14.03.2001 | 00:00 Uhr |

In den USA gaben in den letzten Tagen die Unternehmen Motorola und Cisco bekannt, dass sie tausende von Mitarbeitern entlassen werden. Absehbar ist, dass auch Apple bald zu ähnlichen Maßnahmen greifen wird.

Apple kommt nicht aus den Schlagzeilen. Der Computer-Hersteller aus Cupertino war der erste, der im Herbst mit Gewinnwarnungen für die anstehenden Quartalsergebnisse für Aufregung in der Computer-Branche gesorgt hat. Was sich zunächst als hausgemachtes Problem darstellte, betrifft mittlerweile die meisten PC-Hersteller im Wintel-Lager.

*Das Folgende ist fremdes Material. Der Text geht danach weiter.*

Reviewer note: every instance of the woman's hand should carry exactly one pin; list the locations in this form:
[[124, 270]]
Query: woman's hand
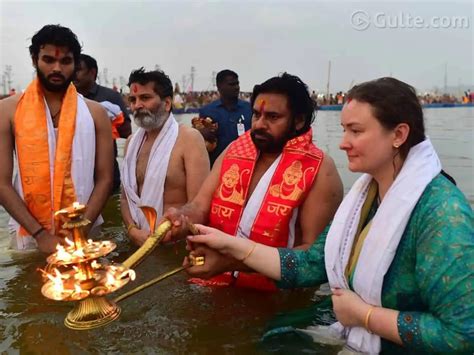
[[215, 263], [138, 236], [349, 308]]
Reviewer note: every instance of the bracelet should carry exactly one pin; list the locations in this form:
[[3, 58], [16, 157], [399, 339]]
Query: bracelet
[[130, 226], [250, 252], [367, 318], [38, 232]]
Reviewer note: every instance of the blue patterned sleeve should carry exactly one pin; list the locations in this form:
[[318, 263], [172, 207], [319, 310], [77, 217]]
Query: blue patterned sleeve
[[445, 274], [303, 268]]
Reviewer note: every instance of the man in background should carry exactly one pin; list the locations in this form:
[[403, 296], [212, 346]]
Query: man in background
[[232, 115]]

Und die Krise weitet sich aus. In den USA gaben in den letzten Tagen die Unternehmen Motorola und Cisco bekannt, dass sie tausende von Mitarbeitern entlassen werden. Absehbar ist, dass auch Apple bald zu ähnlichen Maßnahmen greifen wird.

Ob das nächste Quartal für den Mac-Hersteller glimpflich ausgehen wird, wie Steve Jobs es Anfang Januar bei der Vorstellung der Quartalszahlen behauptet hatte und er wieder schwarze Zahlen schreiben kann, ist fraglich. Aus dem amerikanischen Händlerkanal hört man nämlich, dass auch der Januar kaum für Besserung gesorgt hat. In Deutschland sieht es nicht viel rosiger aus. Hier droht eine Marktkonzentration der Großen und Starken, den kleinen und schwachen Händlern den Garaus zu machen. Apple ist in einer Zwickmühle. Der einst verwöhnte Apple-Händlerkanal hat seine härteste Bewährungsprobe derzeit zu bestehen. Wer oder was nach der Krise möglicherweise übrig bleibt, ist jedoch nicht unbedingt gut für die Kunden und Apples selbst. Mit einer Ausdünnung des Händlernetzes, den unwirksamen Mac-Verkaufsinseln bei Mediamarkt und Co und Verbraucher-Produkten, die vor allem auf den amerikanischen Markt zurecht geschneidert sind, wird sich die Mac-Company in Deutschland schwer tun.

Flagge zeigen statt untertauchen

Für frischen Wind muss Apple Deutschland selbst sorgen. Nur der Hersteller kann Kooperationen knüpfen und die Maßnahmen einleiten, die in schwierigen Zeiten nötig sind. Gerade jetzt heißt es: Statt unterzutauchen, muss man Flagge zeigen. Apples Stärken sind der Bildungs-, Publishing- und Kreativbereich. Effizientes Sponsoring und Co-Marketing zwischen Apple und den Schlüsselunternehmen in Bildung und Wirtschaft gehört ebenso zur Pflicht, wie gut gemachte Messe- und TV-Auftritte. Dass Werbemaßnahmen, die auf deutsche Belange angepasst sind, auch Standard sind, versteht sich von selbst. Darüber hinaus wären regelmäßige lokale Entwicklerkonferenzen, Roadshows und Workshops eine willkommene Bereicherung. Schließlich sollten sich die Mac-Macher in Feldkirchen überlegen, ob Sonderaktionen mit großzügigeren Rabatten und besonderen Konditionen nicht ebenfalls das Geschäft sinnvoll ankurbeln könnten.